Apple, Inc. fired 29 internal people the previous year for leaking information about company’s upcoming projects. Ironically, Bloomberg sourced this news from a ‘leaked Apple memo’ which was posted on Apple’s internal blog. The memo highlighted that 12 of those leakers are arrested which determines to be the most stringent action taken in light of privacy breach.

The leaked Apple memo terms to be a warning letter to Apple’s employees, contractors, and suppliers. Notably, it cites a series of confidential information that was disclosed to the media in an unauthorized manner.

Leaked Apple Memo Details

The official memo begins with recently leaked information about an internal meeting held by Apple’s senior vice president of engineering, Craig Federighi. Following the meeting, the information cracker revealed to a press member that Apple will delay some planned software updates for iPhone. The leaked memo states that a hundred software engineers and a thousand employees withheld this information. However, Apple identified the real culprit who betrayed the company’s trust and indulged in privacy breach.

Apple Memo Leaked

Apple’s Store Team

“The impact of a leak goes far beyond the people who work on a project,” the leaked memo includes. “Leaking Apple’s work undermines everyone at Apple and the years they’ve invested in creating Apple products.”

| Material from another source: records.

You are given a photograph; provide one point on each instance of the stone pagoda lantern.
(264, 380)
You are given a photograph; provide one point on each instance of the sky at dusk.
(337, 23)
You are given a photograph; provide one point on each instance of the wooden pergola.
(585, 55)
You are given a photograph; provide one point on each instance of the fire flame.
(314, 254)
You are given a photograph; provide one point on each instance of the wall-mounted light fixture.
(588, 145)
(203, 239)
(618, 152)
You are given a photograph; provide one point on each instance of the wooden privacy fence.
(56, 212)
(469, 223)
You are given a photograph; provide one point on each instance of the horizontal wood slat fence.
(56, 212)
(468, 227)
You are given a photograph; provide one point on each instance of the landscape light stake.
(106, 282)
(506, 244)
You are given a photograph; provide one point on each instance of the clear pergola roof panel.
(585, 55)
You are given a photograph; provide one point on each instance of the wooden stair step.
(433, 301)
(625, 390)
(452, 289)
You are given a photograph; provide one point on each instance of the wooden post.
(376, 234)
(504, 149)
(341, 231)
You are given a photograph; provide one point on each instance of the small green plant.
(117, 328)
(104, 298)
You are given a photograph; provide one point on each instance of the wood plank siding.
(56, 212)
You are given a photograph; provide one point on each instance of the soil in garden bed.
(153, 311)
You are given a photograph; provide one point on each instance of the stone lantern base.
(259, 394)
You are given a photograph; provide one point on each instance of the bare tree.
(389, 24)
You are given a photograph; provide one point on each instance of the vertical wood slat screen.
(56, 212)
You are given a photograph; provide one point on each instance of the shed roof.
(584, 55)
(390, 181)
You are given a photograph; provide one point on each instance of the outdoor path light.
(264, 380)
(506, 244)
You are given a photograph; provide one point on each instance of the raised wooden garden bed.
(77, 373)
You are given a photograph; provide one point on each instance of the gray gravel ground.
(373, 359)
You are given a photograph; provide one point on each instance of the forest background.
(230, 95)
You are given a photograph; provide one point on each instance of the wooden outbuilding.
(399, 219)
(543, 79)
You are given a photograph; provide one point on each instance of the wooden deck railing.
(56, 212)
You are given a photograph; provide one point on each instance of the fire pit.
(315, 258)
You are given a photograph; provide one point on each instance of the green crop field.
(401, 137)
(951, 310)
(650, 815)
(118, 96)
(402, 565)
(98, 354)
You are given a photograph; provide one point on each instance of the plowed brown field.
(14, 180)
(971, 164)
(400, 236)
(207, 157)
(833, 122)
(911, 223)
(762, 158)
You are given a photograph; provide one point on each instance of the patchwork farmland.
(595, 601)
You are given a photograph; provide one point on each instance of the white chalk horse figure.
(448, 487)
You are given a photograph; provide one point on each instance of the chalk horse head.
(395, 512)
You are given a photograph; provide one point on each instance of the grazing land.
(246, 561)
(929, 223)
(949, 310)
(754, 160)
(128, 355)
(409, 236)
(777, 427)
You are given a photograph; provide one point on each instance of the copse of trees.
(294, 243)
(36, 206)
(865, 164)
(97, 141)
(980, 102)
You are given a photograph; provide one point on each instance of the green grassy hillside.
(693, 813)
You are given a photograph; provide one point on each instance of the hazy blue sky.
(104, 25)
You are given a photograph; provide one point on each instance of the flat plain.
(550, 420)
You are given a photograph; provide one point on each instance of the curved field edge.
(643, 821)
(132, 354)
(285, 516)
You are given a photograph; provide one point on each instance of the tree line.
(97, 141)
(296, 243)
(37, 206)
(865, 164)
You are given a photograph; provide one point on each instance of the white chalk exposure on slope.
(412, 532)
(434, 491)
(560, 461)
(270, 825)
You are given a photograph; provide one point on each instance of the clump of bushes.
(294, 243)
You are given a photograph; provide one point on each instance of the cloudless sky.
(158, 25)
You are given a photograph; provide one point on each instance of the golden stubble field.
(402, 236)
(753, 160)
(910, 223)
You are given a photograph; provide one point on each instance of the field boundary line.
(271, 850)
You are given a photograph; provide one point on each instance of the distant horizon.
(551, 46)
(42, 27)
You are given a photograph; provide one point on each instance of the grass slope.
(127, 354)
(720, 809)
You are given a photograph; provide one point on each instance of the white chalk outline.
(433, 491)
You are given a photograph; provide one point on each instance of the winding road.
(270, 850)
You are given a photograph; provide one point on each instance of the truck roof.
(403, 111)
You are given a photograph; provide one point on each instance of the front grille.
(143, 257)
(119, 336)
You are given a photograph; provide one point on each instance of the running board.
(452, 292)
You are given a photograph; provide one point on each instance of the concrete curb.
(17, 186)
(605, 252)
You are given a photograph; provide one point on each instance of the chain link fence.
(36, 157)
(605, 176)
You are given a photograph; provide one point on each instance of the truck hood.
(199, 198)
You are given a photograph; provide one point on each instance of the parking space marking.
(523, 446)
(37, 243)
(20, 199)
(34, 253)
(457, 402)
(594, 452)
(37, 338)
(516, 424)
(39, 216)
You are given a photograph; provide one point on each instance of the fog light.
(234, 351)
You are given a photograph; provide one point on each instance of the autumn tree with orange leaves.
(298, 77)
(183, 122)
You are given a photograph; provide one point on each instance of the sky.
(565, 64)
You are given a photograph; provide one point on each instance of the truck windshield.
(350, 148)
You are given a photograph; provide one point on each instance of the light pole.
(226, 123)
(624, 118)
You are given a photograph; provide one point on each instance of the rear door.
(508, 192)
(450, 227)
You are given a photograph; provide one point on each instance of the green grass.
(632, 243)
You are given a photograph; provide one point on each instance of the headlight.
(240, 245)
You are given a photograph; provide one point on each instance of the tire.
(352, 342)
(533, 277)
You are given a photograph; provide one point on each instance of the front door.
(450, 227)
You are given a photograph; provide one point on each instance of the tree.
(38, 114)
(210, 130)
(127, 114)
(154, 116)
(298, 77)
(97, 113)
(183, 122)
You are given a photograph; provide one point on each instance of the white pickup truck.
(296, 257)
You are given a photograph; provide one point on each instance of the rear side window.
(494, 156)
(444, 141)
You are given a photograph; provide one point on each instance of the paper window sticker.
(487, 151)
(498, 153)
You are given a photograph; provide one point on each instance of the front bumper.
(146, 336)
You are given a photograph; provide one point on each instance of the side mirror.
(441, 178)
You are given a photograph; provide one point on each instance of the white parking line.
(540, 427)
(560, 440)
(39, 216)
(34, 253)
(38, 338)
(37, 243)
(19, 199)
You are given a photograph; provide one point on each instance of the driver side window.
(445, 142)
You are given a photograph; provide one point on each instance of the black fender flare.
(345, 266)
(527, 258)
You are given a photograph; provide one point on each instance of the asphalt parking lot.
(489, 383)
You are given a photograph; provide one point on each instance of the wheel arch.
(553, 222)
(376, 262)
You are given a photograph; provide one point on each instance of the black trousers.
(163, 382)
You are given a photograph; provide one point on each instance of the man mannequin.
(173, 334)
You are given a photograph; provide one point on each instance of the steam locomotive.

The California-based tech giant has taken stringent actions to curb the internal information leak. Accordingly, the employees who leaked information lost everything when they were caught red-handed. Apple has sent a caution to the employees on the consequences of the privacy breach in the memo. “Leakers do not simply lose their jobs at Apple. In some cases, they face jail time and massive fines for network intrusion and theft of trade secrets, both classified as federal crimes.”

Focus on Employee Relationship with Outsiders

Memo Leaked Apple Inc

Apple released (PRODUCT)RED iPhone 8 and iPhone 8 Plus last week.

The internal memo also asked the employees to remain alert when befriending journalists, analysts or bloggers. It reiterates that the outsiders have a hidden agenda to approach the company workers – obtaining first-hand confidential information. Even the casual discussion between the two parties can shape in a threat to the company’s growth. The success of media is measured in terms of web-traffic; however, the company loses a vital lead. The leaked information can result either in negative sales of an existing product or a slow start to a new product or can give a chance to competitors to enter the market before Apple does.

The Apple memo further indicates towards other leaked information including a gold master link to iOS 11, a new Apple Watch, and a software package for unreleased iPhone X. In another incident, an employee, who leaked information about iPhone X, iPad Pro, and AirPods to a reliable source of Mac OS news, was thrown out of the company.

In 2012, Apple CEO Tim Cook pledged to double down its security on the internal trade-related discussion.

“Everyone comes to Apple to do the best work of their lives – work that matters and contributes to what all 135,000 people in this company are doing together,” executive Greg Joswiak concludes the Apple memo. He fortifies, “The best way to honor those contributions is by not leaking.”